Analysis of the House Committee’s Staff Report on Proposals for Electoral Count Act Reform

               The Committee on House Administration, chaired by Rep. Zoe Lofgren (D-CA), has released its majority-staff analysis of current problems with the Electoral Count Act and a series of seven proposed reforms.  The report is a good start and endorses many of the positions I’ve taken, along with other election-law experts I’ve been working with on these issues.  It also rightly identifies an issue that has not received much attention yet but should in fact be addressed as part of ECA reform.

               Starting with the most significant issues, here are the recommendations and my views on them:

  1.  Congress should not have the power to second guess or reject the returns from a state when a state sends only a single slate of electors.  Congress’ power should be limited to the narrow, technical role of addressing only any rare problems in an elector’s eligibility to vote or how they cast their vote.  This is the position Ned Foley, Michael McConnell, Brad Smith, and I take in our recent Washington Post op-ed (to the extent there are concerns about possible manipulation of the process in the states, some of us are working on additional proposals to address that risk).
  2. Specify that the Dangerous “Failed to Make a Choice” Provision Applies Only in Narrow Circumstances, such as natural disasters.  This is a critical reform I’ve been advocating for a long time.
    1. As part of updating the process, the report also suggests pushing back the date the electors meet, to give more time for completion of the vote counting, court challenges, and certification to take place.  Ned and I endorsed that position last August.
  3. Eliminate the Safe Harbor and Add a Date By Which a Governor’s Duty to Certify Should be Completed, Along with the Right of Candidates to Seek Judicial Relief if the Governor Fails to Perform that Duty.  The safe harbor provision does no real work and is highly confusing.  This is consistent with proposals in our Washington Post op-ed, but goes beyond those to provide judicial relief as a backstop.  I’m inclined to think this is a good proposal.
  4. Clarify the Denominator For Determining Who has Won a Majority of the Electoral Votes. This is the issue that has received little attention so far.  The committee is right to highlight it and to insist that Congress should do what it can to clarify the issue. 

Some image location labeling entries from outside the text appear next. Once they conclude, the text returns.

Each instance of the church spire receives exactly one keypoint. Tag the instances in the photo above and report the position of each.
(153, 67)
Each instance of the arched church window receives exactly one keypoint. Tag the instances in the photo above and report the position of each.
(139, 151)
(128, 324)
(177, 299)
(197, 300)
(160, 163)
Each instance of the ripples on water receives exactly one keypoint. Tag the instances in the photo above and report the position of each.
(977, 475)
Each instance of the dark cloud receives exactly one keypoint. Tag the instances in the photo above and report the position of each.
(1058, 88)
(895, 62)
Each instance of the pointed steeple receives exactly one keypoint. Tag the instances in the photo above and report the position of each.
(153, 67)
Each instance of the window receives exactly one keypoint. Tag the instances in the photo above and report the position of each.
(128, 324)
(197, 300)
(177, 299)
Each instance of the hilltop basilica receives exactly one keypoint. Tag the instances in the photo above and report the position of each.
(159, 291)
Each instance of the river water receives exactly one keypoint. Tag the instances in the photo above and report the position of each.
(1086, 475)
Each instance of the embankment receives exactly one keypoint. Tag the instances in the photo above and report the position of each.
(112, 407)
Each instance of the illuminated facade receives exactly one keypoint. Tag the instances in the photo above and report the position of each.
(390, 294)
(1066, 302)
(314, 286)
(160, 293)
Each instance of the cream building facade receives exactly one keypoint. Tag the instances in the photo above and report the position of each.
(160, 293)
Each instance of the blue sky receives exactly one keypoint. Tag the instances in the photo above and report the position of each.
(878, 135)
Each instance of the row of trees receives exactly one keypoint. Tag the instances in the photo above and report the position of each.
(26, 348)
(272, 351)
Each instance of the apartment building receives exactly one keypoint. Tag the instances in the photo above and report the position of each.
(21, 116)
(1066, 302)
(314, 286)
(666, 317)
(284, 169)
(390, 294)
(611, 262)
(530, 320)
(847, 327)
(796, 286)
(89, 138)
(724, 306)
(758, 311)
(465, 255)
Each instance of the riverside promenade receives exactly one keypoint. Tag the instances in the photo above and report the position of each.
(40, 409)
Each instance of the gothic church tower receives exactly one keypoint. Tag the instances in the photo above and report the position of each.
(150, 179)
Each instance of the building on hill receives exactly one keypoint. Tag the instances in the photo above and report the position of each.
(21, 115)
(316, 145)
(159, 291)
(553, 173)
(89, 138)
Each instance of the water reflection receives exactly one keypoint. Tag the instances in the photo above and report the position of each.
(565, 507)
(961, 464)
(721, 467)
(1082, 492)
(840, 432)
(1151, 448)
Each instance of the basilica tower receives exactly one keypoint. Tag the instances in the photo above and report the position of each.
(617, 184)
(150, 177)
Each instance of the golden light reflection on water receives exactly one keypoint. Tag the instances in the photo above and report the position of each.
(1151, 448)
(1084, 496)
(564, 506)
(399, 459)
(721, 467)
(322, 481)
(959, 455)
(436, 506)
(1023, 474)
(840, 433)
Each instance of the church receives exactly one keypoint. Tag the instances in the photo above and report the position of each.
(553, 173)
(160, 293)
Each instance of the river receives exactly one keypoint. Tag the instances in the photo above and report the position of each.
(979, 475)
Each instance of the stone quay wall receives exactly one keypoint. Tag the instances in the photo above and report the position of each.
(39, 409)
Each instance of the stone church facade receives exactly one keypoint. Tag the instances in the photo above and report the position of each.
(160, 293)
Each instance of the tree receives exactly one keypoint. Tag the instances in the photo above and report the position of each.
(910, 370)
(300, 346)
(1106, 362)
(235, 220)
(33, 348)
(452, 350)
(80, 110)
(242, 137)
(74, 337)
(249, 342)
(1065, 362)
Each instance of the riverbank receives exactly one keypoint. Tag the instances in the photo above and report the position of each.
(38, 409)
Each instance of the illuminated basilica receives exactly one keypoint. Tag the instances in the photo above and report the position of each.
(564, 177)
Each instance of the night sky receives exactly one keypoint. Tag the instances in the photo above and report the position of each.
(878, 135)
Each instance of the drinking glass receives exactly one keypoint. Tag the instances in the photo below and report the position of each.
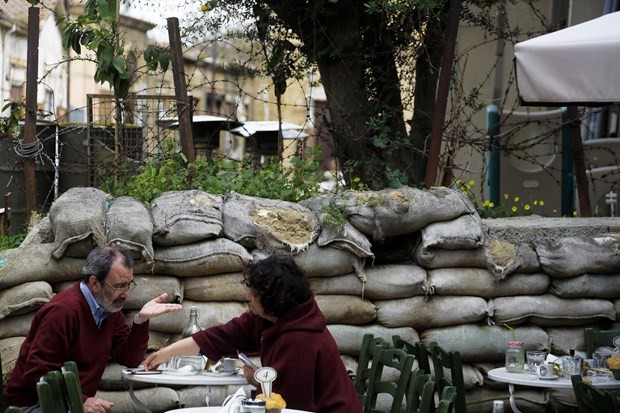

If for some legitimate reason, the vote of an elector or electors cannot be included in the count, how does that affect the denominator against which “majority” is determined?  Congress should provide an answer before we get to any moment in which that might occur.  The Constitution might play a role here, but to the extent there is any ambiguity in how to apply the relevant constitutional provisions in these circumstances, a statutory commitment would have two benefits.  It would guide future Congresses and, to the extent the courts were to play any role in addressing the issue, it would inform judicial analysis.  The constitutional text refers to the “whole number of electors appointed,” and the report concludes that if an elector has not been validly appointed, then that elector should not be included in the denominator.

  • Clarify that federal law permits states to process absentee ballots before or after Election Day.  I don’t think federal law has been an obstacle to this, and most states do so already.  But the failure of states such as Pennsylvania, Michigan, and Wisconsin to permit their officials to process absentee ballots as they are received, or at least several days before Election Day for those received by then, was inevitably going to lead to delays on when we would know who had won those states.  In advance of the 2020 election, I argued that late-counting of absentees could trigger conspiracy stories about the counting, and that states should permit processing of these absentees well in advance of Election Day.  I don’t think federal law ever stood in the way of this, but it’s fine to clarify that.   
  • Clarify the VP’s Role and Raise the Threshold for Objections.  These two proposals are going to be included in any ECA reform discussion.  Because I’ve folded these together, that brings us to the seven reform proposals in the report.

The Committee on House Administration’s majority-staff report is a good starting point for further ECA reform discussion.